Recently, an increasing number of studies have been performed to determine the mutation status in the primary tumour using radiomics [39-41]. Some of these studies used image features of the primary tumour in chest computed tomography and considered AUC values to estimate mutation status. Most of the studies in this field have used radiomic features extracted from chest CT images, and the highest AUC value reported among them was 0.89 in the study by Gevaert et al. [42]. More meaningful results can be obtained by estimating the radiomic features of the primary tumour and metastasis using the multimodality approach. Moreover, new results may be obtained by evaluating radiologic and pathologic features together, using different artificial intelligence algorithms [39,42].
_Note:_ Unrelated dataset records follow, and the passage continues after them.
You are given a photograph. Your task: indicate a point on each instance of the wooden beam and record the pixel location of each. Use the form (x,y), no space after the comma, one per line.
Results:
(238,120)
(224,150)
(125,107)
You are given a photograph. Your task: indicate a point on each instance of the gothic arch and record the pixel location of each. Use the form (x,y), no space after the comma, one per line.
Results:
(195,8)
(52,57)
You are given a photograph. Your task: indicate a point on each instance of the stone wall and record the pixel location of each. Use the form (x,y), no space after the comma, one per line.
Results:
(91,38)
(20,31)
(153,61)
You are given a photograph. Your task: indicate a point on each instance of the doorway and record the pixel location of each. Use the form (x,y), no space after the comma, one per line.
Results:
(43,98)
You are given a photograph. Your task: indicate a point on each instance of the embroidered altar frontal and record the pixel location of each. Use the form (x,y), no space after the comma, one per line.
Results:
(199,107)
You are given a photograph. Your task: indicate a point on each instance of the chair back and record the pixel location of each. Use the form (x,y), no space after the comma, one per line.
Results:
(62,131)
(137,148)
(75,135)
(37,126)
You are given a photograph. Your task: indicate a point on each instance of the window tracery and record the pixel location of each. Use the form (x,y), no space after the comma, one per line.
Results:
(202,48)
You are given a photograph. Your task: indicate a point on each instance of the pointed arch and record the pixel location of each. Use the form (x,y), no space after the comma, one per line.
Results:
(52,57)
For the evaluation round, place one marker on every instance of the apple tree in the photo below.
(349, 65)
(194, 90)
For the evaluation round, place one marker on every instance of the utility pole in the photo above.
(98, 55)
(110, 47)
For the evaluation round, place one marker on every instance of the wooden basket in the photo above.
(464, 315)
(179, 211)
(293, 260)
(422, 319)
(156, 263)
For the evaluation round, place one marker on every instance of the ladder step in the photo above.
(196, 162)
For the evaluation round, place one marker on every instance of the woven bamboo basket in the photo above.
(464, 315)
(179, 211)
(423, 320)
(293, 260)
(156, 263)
The geratest limitation of this study is the limited number of positive observations for each mutation. Since the number of mutation-positive patients for EGFR, ALK, and ROS1 genes was 5 or less, the positive predictive values of the discriminatory models were very low. Because the cases included in the study did not have BRAF mutation, it was not possible to perform radiomics for this mutation. Furthermore, the number of patients was limited with listwise deletion in case of missing target variable, 12 patients for ALK and 12 patients for ROS1 mutation. It is clear that further studies with larger case groups are needed to predict mutations associated with brain metastases in NSCLC with the help of radiomics.
In our study, the mutation analysis was performed on a sample taken from the primary tissue of lung cancer, and there is no histopathologic definition of brain metastasis. Recent studies have reported no overlap in EGFR mutation status between primary and metastatic tissues [43,44]. According to a meta-analysis, the EGFR incompatibility rate between central nervous system metastasis and primary tumour is 17.26% [45]. This situation is based on the different genetic profiles of cancer cells in the literature [46]. In daily practice, the second interventional procedure for tissue diagnosis of brain metastasis in cancer cases with primary tissue diagnosis may increase the morbidity and workload in the case. Therefore, we believe our study provides results that will influence routine clinical outcomes and facilitate treatment.
This study demonstrates the potential of machine learning models in predicting genetic mutations using radiomic features. In particular, the prediction of EGFR mutations was highly successful. Future studies aim to further improve the performance by expanding the dataset and using deep learning methods.